General characteristics
- Class & type: Wickes-class destroyer
- Displacement: 1,154 tons
- Length: 314 ft 5 in (95.8 m)
- Beam: 31 ft 9 in (9.7 m)
- Draft: 9 ft 0 in (2.7 m)
- Speed: 35 knots (65 km/h)
- Complement: 122 officers and enlisted
- Armament: 4 × 4 in (102 mm) guns; 1 × 3 in (76 mm) guns; 4 × triple 21 in (533 mm) torpedo tubes;

= USS Boggs =

Wickes-class destroyer

USS Boggs (DD-136) was a in the United States Navy, later redesignated as AG-19 and then as DMS-3, and back again to AG-19. She was the first ship named for Admiral Charles Boggs.

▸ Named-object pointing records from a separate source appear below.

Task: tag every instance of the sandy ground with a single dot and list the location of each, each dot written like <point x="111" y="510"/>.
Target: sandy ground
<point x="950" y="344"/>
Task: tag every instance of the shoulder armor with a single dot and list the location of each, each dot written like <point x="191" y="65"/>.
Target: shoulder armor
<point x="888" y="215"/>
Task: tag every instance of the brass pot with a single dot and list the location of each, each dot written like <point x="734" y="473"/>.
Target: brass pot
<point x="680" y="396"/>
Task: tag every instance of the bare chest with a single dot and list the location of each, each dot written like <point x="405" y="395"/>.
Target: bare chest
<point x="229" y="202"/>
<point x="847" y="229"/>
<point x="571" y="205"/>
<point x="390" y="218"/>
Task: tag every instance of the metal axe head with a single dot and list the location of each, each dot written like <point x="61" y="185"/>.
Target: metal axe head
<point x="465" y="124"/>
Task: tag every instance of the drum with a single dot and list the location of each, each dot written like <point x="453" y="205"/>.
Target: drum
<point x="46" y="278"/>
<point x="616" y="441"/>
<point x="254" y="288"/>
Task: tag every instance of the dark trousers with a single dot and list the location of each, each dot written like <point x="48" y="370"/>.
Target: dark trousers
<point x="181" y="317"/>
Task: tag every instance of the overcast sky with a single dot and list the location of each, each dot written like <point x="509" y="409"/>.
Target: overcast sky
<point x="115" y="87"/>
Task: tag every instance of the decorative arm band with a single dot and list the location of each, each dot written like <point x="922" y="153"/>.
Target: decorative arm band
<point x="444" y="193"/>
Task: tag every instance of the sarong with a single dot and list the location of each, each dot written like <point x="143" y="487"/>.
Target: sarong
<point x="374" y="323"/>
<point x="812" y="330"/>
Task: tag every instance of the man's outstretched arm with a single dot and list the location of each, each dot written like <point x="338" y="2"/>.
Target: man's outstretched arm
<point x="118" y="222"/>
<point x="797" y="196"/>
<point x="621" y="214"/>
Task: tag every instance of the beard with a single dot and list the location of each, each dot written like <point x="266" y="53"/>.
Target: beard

==Construction and commissioning==
Boggs was launched on 25 April 1918 by Mare Island Navy Yard, sponsored by Miss Ruth Hascal. The ship was commissioned on 23 September 1918.

==Service history==
===Pre-World War II===
Boggs departed San Diego in March 1919 for a six-month cruise along the United States East Coast, in the North Atlantic, and in the Caribbean Sea. Upon her return she served with the Pacific Fleet until being placed out of commission on 29 June 1922. Redesignated a miscellaneous auxiliary (AG-19) on 5 September 1931, she was re-commissioned on 19 December 1931 and assigned to Mobile Target Division 1, Battle Force, for high-speed radio control tests, target towing, and minesweeping. Except for a cruise to the U.S. East Coast from January to October 1934, she served off the West Coast of the United States until 1940. She arrived at Pearl Harbor on 11 September 1940. Late in 1940, she was reclassified a high-speed minesweeper and received the new hull classification symbol DMS-3.

===World War II===
The Japanese attack on Pearl Harbor on 7 December 1941 found Boggs at sea, but she returned later in the day to sweep the approaches and anchorage. She remained at Pearl Harbor on minesweeping, patrol, and training duty until January 1943 when she made a run to Canton Island, Phoenix Islands, with supplies. She returned to Pearl Harbor on 2 March 1943, and for the next year served in the vicinity as a patrol vessel, minesweeper, and towboat. She served as a target towing vessel with the Operational Training Command out of San Diego (12 April 1944 – March 1945).

Following overhaul at San Pedro, Los Angeles, from March through June 1945, she was stripped of her sweeping gear and reclassified AG-19, 5 June 1945. Fitted for high-speed target towing, Boggs arrived at Eniwetok, Marshall Islands, via Pearl Harbor, on 15 August 1945. She remained at Eniwetok until 6 October 1945 and then returned to the United States, arriving in early 1946. Boggs was decommissioned on 20 March 1946 and sold for scrap on 27 November 1946.